Haas F1: Oliver Bearman racconta la solitudine nella sua stagione da rookie
Riassunto
Oliver Bearman ammette la solitudine nella prima stagione, lavora con un coach e spera di applicare le nuove strategie nella seconda stagione di F1.
Oliver Bearman ha confessato che, nonostante i risultati che lo hanno messo davanti al compagno di squadra più esperto, la solitudine è stata la sua più grande prova nella stagione da novellino.
Perché è importante
- Il benessere mentale è fondamentale per le prestazioni al top, ma spesso resta in secondo piano nello sport ad alta pressione come la F1. La sua franchezza mette in luce il lato umano del pilota di GP e spinge i team a considerare il supporto psicologico.
I dettagli
- Bearman ha sottolineato che i viaggi lunghi e le barriere linguistiche (in Giappone, Cina) hanno amplificato il senso di isolamento rispetto alle categorie junior.
- Nei weekend di gara è circondato da centinaia di persone, ma al ritorno in hotel lo attende una camera vuota, senza momenti privati.
- La solitudine è più evidente dopo gare difficili, quando avrebbe voluto confidarsi con familiari o persone care.
- La presenza del padre in molte gare è stata una costante di continuità, ma non è stato possibile per tutti gli eventi.
- All’inizio tendeva a trattenere le emozioni, sentendo la vita ruotare incessantemente attorno alle corse.
Cosa succederà
- Bearman ha iniziato a lavorare con un coach per sviluppare strategie di coping, puntando su gratitudine e cambiamento di prospettiva.
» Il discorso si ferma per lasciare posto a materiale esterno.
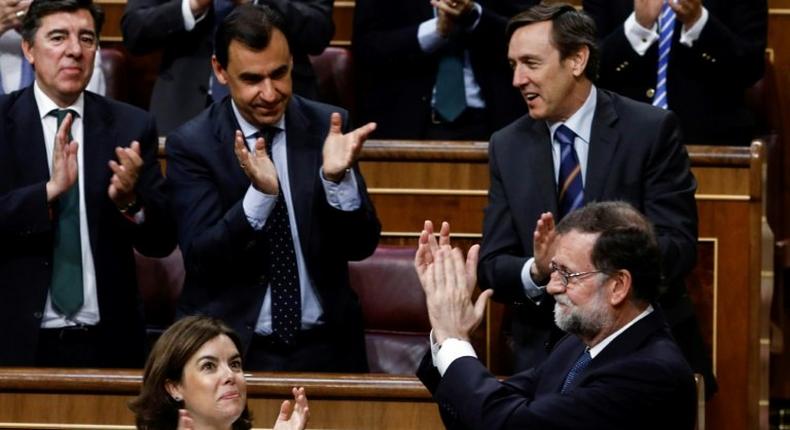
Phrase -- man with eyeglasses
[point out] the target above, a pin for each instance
(617, 366)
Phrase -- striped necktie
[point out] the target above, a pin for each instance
(581, 363)
(666, 26)
(570, 188)
(66, 290)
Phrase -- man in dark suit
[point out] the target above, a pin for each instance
(717, 51)
(184, 29)
(399, 46)
(619, 150)
(268, 224)
(618, 368)
(71, 211)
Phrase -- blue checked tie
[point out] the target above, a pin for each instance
(571, 190)
(577, 369)
(283, 272)
(666, 25)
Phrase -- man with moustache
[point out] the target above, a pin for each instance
(617, 367)
(80, 189)
(271, 207)
(580, 144)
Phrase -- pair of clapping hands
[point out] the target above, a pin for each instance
(339, 154)
(449, 279)
(64, 168)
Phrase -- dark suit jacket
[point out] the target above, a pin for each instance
(396, 78)
(26, 230)
(181, 89)
(640, 380)
(705, 83)
(635, 155)
(226, 259)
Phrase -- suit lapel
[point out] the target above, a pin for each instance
(99, 145)
(303, 146)
(604, 140)
(27, 136)
(539, 188)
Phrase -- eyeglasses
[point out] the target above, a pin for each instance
(565, 277)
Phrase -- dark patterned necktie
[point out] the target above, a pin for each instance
(666, 26)
(66, 290)
(570, 188)
(577, 369)
(283, 273)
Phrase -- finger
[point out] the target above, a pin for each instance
(335, 123)
(444, 234)
(471, 265)
(482, 301)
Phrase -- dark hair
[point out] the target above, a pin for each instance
(626, 241)
(250, 24)
(571, 29)
(154, 408)
(41, 8)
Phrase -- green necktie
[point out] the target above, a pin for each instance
(450, 97)
(66, 290)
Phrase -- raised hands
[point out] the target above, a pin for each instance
(125, 173)
(64, 161)
(448, 282)
(646, 11)
(342, 150)
(258, 167)
(293, 415)
(543, 248)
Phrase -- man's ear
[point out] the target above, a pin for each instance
(219, 72)
(27, 49)
(578, 61)
(621, 287)
(174, 389)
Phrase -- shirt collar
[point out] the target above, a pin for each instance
(581, 120)
(247, 129)
(46, 105)
(595, 350)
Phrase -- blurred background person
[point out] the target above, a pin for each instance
(184, 29)
(435, 69)
(696, 58)
(194, 380)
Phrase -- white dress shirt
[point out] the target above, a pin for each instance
(257, 207)
(89, 313)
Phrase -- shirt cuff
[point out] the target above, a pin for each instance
(450, 350)
(640, 38)
(689, 36)
(428, 36)
(189, 20)
(257, 207)
(532, 290)
(343, 195)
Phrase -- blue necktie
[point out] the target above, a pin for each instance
(450, 96)
(666, 26)
(66, 290)
(283, 272)
(570, 188)
(576, 370)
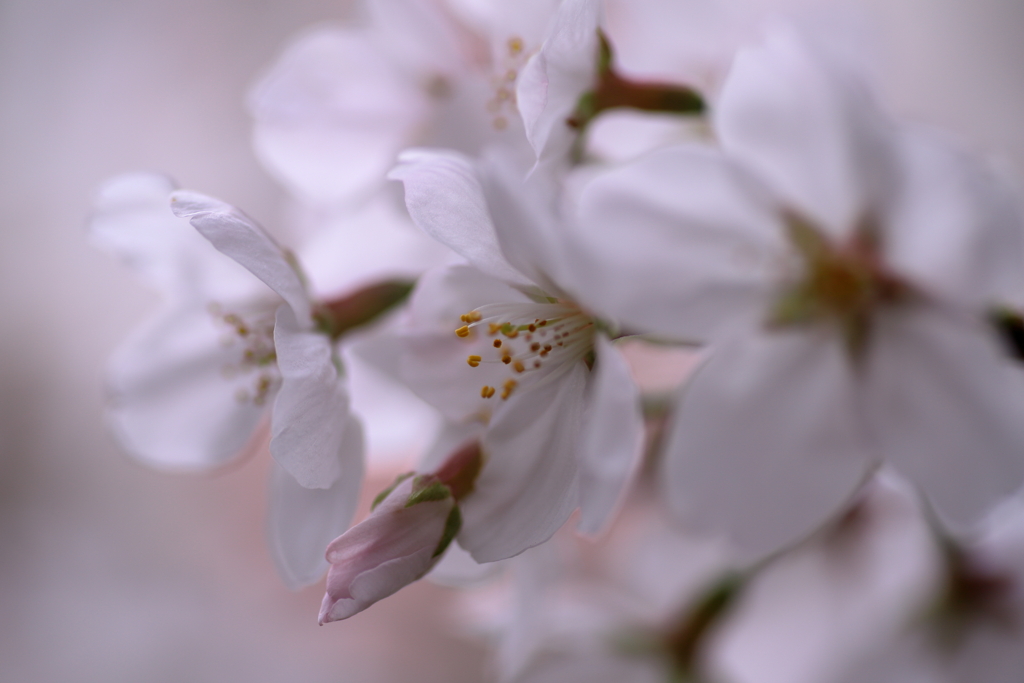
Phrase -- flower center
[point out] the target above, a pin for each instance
(255, 372)
(532, 339)
(502, 103)
(843, 285)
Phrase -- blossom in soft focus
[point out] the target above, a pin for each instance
(333, 114)
(563, 425)
(843, 268)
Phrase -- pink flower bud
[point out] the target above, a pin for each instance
(399, 542)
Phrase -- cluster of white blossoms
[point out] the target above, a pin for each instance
(833, 495)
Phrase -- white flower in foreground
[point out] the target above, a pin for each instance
(333, 114)
(843, 269)
(189, 388)
(563, 424)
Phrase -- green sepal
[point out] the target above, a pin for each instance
(426, 488)
(452, 526)
(387, 492)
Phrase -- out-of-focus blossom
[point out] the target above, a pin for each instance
(843, 268)
(411, 525)
(851, 589)
(189, 388)
(571, 79)
(333, 114)
(563, 427)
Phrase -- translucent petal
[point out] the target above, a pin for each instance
(301, 522)
(766, 442)
(236, 235)
(612, 437)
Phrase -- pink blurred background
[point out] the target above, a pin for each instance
(110, 571)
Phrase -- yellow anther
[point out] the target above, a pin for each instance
(508, 388)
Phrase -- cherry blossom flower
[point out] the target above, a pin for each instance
(501, 342)
(190, 387)
(339, 105)
(843, 268)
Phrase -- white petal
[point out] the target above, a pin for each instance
(332, 115)
(944, 407)
(237, 236)
(170, 404)
(301, 522)
(527, 486)
(554, 79)
(525, 218)
(444, 198)
(612, 437)
(311, 410)
(810, 128)
(835, 600)
(953, 226)
(680, 243)
(132, 220)
(766, 443)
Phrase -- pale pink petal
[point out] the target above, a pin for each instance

Dice che il sé di 10 anni sarebbe “piuttosto felice” della sua attuale situazione.
- Entrando nella seconda stagione, con routine più consolidate, questi strumenti saranno vitali per gestire le continue esigenze del calendario F1 e mantenere le prestazioni sotto pressione.
- La sua apertura potrebbe stimolare un dialogo più ampio sul benessere dei piloti all’interno del paddock.